Friday, April 9, 1999
Town retains water study rights on O'Rourke
In the deed for O'Rourke Farm to the U.S. Fish and Wildlife Service which the delivered on April 1, the town retained the right to locate a potential municipal water supply on the land. An article is on the Warrant for the May 4 Town Meeting to expend up to $30,000 for engineering and consulting services associated with evaluating the property for the possible water supply.
According to Greg Peterson, Carlisle Land Trust member and a key player in negotiating the sale, the town retained the water rights over 100 of the 129 acres on the property. Water rights include the right to drill a well and install the necessary pumping equipment to create a municipal water system. The town agreed to identify within three years where on the 100 acres the well would be drilled. If the town does not specifically identify the location of the well within three years, the town effectively loses the water rights, said Peterson.

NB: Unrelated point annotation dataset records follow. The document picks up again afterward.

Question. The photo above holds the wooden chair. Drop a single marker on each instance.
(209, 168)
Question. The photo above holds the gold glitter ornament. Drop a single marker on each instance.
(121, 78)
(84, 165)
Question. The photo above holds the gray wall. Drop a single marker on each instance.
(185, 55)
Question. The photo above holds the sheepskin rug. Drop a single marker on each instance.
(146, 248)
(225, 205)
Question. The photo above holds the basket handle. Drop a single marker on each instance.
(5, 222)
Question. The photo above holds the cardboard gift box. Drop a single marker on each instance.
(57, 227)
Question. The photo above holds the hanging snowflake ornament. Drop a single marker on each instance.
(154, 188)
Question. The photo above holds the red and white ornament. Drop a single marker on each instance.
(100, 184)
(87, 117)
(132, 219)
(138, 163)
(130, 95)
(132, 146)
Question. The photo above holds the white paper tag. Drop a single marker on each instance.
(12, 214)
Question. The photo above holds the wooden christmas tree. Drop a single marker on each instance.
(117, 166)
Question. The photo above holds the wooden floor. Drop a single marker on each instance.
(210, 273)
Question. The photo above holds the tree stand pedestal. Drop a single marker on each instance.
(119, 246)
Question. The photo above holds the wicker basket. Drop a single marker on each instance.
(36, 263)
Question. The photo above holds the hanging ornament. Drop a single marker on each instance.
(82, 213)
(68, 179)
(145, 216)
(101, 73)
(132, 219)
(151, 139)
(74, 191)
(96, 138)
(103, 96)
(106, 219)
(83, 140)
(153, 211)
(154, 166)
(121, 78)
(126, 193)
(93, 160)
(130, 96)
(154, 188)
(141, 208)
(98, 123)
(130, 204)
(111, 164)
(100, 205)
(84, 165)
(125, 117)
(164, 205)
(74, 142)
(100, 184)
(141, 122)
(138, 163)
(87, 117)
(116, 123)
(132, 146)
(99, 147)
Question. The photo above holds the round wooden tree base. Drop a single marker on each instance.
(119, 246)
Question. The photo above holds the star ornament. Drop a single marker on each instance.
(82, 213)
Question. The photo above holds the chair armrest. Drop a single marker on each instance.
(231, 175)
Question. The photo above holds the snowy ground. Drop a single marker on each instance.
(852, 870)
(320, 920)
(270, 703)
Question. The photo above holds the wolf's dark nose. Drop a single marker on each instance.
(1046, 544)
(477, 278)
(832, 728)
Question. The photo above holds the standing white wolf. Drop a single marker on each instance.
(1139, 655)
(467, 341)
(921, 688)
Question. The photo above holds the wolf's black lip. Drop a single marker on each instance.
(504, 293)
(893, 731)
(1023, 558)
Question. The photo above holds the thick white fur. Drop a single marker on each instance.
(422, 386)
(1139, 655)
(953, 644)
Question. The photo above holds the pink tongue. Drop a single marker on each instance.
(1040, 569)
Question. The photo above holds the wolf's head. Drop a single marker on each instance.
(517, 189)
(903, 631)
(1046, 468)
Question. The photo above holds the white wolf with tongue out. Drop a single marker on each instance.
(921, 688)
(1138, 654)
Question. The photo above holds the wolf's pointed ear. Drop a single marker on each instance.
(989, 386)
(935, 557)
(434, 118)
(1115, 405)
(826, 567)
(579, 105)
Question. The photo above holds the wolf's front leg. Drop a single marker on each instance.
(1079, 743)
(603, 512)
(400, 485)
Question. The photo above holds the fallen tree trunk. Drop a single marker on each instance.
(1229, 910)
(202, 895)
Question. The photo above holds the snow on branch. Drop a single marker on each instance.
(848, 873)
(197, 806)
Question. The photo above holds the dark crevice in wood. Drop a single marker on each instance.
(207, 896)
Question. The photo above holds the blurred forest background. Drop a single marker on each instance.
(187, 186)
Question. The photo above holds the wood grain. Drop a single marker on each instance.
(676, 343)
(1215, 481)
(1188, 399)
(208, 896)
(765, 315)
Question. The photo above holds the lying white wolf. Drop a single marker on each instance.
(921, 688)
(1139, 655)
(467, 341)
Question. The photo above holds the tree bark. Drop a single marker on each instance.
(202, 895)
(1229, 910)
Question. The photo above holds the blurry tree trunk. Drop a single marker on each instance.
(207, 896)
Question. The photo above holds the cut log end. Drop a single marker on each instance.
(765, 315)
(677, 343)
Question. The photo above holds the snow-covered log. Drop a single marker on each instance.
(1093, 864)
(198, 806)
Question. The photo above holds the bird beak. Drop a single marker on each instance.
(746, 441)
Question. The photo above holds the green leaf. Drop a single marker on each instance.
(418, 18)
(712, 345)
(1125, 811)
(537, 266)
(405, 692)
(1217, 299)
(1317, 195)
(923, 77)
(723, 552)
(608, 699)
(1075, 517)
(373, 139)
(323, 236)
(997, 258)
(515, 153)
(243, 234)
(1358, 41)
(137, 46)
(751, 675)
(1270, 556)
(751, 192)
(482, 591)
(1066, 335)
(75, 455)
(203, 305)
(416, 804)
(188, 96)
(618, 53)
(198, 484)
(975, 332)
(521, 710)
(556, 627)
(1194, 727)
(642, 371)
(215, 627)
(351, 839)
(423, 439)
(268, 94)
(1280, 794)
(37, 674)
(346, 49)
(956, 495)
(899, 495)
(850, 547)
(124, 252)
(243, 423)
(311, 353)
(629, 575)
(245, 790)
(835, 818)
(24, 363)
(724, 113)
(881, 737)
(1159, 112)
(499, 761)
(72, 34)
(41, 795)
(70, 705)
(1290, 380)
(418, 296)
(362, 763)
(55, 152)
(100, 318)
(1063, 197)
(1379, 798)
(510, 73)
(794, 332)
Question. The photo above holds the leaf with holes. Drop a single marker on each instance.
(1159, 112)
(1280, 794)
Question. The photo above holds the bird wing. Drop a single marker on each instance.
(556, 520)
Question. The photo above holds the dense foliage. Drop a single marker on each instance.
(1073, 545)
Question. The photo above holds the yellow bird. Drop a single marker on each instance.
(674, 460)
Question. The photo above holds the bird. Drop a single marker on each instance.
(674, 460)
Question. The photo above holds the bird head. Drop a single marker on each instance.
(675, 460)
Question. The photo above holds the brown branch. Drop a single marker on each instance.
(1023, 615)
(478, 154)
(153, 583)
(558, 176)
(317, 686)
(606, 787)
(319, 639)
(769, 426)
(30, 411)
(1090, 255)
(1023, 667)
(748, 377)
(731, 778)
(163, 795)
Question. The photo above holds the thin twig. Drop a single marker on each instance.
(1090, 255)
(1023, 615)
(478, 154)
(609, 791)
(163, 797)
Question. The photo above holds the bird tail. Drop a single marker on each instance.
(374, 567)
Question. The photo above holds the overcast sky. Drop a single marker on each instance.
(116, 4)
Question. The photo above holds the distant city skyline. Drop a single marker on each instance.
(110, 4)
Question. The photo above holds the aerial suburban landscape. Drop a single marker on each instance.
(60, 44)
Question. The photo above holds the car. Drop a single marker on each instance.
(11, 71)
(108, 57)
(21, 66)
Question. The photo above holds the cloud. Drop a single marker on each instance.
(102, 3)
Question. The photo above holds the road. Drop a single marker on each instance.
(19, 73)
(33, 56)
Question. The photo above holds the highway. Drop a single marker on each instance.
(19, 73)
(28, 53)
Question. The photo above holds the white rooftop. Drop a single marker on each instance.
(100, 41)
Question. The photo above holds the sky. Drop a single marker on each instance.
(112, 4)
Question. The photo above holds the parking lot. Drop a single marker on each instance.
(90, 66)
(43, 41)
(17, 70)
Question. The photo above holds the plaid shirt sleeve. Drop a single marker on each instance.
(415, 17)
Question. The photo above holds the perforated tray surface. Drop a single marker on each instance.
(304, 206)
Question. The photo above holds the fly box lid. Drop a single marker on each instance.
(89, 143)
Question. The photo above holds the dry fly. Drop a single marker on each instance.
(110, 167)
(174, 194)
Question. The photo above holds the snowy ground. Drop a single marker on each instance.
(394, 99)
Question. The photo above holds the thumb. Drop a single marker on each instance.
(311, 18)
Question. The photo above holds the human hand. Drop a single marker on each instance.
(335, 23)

Selectmen clarified that the actual well need not be drilled within three years but the location must be identified within the time deadline. The town would receive an easement to drill the well for any time in the future.
In order to locate the best spot for a well, geologic studies must be performed. The selectmen allocated $30,000 for this purpose to be approved at Town Meeting. If the study finds that the well can be located on what the parties have agreed is the nondevelopable portion of the property, then the town will receive an additional $115,000. If the well must be located on the developable portion of the lot, the town will not receive any more money from Fish and Wildlife.
Peterson explained that the reason the town will not get any more money is not because the federal government is planning to develop part of the farm but is merely based on how the government valued the property. "For any property it buys, the government is required to pay full and fair market value. That means development value," said Peterson. Installation of a well on the developable part of the property decreases the value of the property to Fish and Wildlife and, therefore, decreases the amount it must pay to the town.
Moreover, developing the property is not compatible with the conservation purposes for which Fish and Wildlife acquired the farm, said Peterson. "They don't want to build houses," said Peterson. "They want to protect the land for the birds and the bees."